Gli ultimi minuti della sua esistenza il Numero Cinquantasei li trascorre nella gabbia di stordimento, uno spazio poco più grande del suo corpo, in attesa che l’addetto alla macellazione lo stordisca con un colpo di pistola a proiettile captivo: in un secondo l’animale cade a terra, in coma. Si apre uno sportello della gabbia, e il Numero Cinquantasei rotola su un piano sottostante; da qui viene agganciato alla zampa destra da un macchinario che lo lascia appeso a testa in giù. Solo una volta che l’animale è in questa posizione viene sgozzato dal macellaio, in modo da favorire più velocemente la fuoriuscita di tutto il sangue. Con un coltello il macellaio provvede a tagliargli la gola, quasi gli stacca la testa. Il Numero Cinquantasei muove ancora la coda mentre il macellaio lo sgozza: dopo un paio di minuti è fermo, immobile, morto. Il gancio che lo tiene appeso scorre e lo posiziona accanto alle carcasse, appese a testa in giù, dei cinquantacinque che lo hanno preceduto.
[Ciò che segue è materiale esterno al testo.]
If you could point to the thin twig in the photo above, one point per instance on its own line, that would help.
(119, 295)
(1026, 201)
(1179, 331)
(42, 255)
Via la parte inferiore della zampa e via la testa. Tocca poi alla pelle, che viene incisa da un macellaio e staccata dall’altro. Quando il Numero Cinquantasei è rimasto completamente senza pelle viene aperto a metà, dalla gola fino alla coda, per estrarre le interiora e poter lavorare sulle diverse parti del suo corpo e infine tagliato in due con una sega elettrica e messo all’aria per qualche ora, per diventare carne più morbida.
Quando la macellazione finisce ci sono 56 vitelli appesi alla guidovia, 56 carcasse uguali uccise alla stessa maniera dalle stesse mani, con lo stesso procedimento. E del numero Cinquantasei, che prima si distingueva per la macchietta bianca sulla pelle, non sembra esserci più traccia: il più bello è ora irriconoscibile, ed è diventato il più gustoso.
Lo speck più gustoso, la bistecca più gustosa, l’arrosto più gustoso. Lo incontreremo ancora su una deliziosa pizza allo speck e al mascarpone, nel piatto di bistecca alla fiorentina ordinata all’osteria sotto casa, e nel barbecue in giardino sopra a un piatto di porcellana sfoggiato per l’occasione; o forse lo staremo portando a spasso senza accorgercene, adesso che è diventato la più bella delle nostre borse o il nostro portafogli nuovo di zecca. Come dire: c’è un po’ di Cinquantasei in ognuno di noi.